# Trying desperately to get a residency visa



## cruizes (Oct 9, 2011)

My partner and I have reached a quandary and wanted to reach out to the expat community before I toss the towel in.

We have submitted all the paperwork for get the residency visa to the Washington DC location. They have been fantastic so far. It all looks good because we sent a very healthy portfolio thinking they would approve faster, probably not but it doesn’t hurt to try. Now the quandary. The Portuguese consulate said that the SEF changed the policy recently regarding accommodations. My intentions were to stay at the Lisbon Marriott for two weeks initially until we get our apartment. The reason we are dragging our feet is that we are not sure of the neighbourhood until we actually see it and I don’t want to pay in advance and commit to a six month lease with all of the deposits, commissions etc. I had some very bad experiences in Buenos Aires a few years ago with a kindergarten next door and one with a very active drummer directly above us. I had rented on-line and the real estate agent conveniently forgot to tell me.

SEF now requires either a 6 month lease, a home purchase (but that would be the Golden Visa which I am not interested) or a letter from friends saying that we would be staying with them. I know it is a lot to ask someone but I thought I would give it a shot. Is there anyone that would be will to provide a letter for us so we can continue our visa processing? Now a little about us. We are a gay couple of 26 years with a little recue cat from Mexico. We are both Americans and both retired, 64 and 58. We currently live in the San Diego area and go back and forth to our Mexico house near Rosarito.

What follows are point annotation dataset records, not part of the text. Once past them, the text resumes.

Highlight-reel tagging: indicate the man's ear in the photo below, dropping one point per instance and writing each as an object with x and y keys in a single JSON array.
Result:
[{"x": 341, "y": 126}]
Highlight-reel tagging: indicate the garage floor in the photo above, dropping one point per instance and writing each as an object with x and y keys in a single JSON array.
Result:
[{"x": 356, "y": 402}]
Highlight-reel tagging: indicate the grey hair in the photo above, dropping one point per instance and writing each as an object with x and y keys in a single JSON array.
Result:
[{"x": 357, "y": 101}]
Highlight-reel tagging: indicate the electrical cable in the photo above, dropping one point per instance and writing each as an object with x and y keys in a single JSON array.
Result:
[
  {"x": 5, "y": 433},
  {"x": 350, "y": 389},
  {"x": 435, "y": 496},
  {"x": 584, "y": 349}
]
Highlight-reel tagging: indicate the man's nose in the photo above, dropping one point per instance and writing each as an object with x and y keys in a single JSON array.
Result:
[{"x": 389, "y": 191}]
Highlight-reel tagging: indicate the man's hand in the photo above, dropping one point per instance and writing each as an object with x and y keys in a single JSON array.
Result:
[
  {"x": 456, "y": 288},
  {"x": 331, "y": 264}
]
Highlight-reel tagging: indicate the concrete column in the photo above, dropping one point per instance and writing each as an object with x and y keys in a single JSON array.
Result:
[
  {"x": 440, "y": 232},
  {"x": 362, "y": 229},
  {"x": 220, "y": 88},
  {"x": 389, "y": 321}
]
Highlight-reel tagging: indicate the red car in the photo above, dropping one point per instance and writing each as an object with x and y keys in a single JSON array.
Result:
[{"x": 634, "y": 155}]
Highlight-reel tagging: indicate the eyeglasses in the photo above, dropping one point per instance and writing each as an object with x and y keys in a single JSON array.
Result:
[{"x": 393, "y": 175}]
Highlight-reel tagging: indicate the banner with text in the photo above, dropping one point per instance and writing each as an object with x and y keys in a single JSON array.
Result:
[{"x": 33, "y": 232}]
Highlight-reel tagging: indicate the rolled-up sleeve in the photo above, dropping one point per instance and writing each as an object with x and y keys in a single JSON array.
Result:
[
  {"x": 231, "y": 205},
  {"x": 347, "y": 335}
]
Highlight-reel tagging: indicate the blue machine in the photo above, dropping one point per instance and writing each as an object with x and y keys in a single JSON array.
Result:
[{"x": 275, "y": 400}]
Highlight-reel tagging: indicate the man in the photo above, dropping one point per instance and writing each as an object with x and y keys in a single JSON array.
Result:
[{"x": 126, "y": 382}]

If anyone could open their hearts to do this I would be greatly appreciative as we were looking forward to making Portugal our new home.

If you wanted to Skype so you can see that we are who we say we are that would be great. It would be a way to meet new friends.

Thank you everyone. Hope everyone in the expat community has a very festive holiday season.

Michael and Edgar


----------



## smudges (May 2, 2013)

Why not rent Travelling Man's apartment? It's not in Lisbon, but I bet it's a lot quieter than the city plus I'm pretty sure he won't screw you over.


----------



## travelling-man (Jun 17, 2011)

We might be able to help & feel free to send me a PM or look at the website in the link below this post & use the contact us function......... I can guarantee no near neighbours of any kind but you will get the 0830 hours duck & goose wake up call in the mornings! 

But as Smudges says, we're in the central zone not in Lisbon.


----------



## cruizes (Oct 9, 2011)

It looks very beautiful but I think initially it would be a little too quiet for us. Of course after a few months in the Lisbon or Porto I probably would welcome a move to this charming and quaint area.


----------



## travelling-man (Jun 17, 2011)

I fully understand & good luck with finding what you need.


----------



## Naaling (Apr 9, 2015)

cruizes said:


> It looks very beautiful but I think initially it would be a little too quiet for us. Of course after a few months in the Lisbon or Porto I probably would welcome a move to this charming and quaint area.


I'm not trying to be rude. I simply don't understand.
What is more important? Getting the visa or where you spend your first 6 months in Portugal.


----------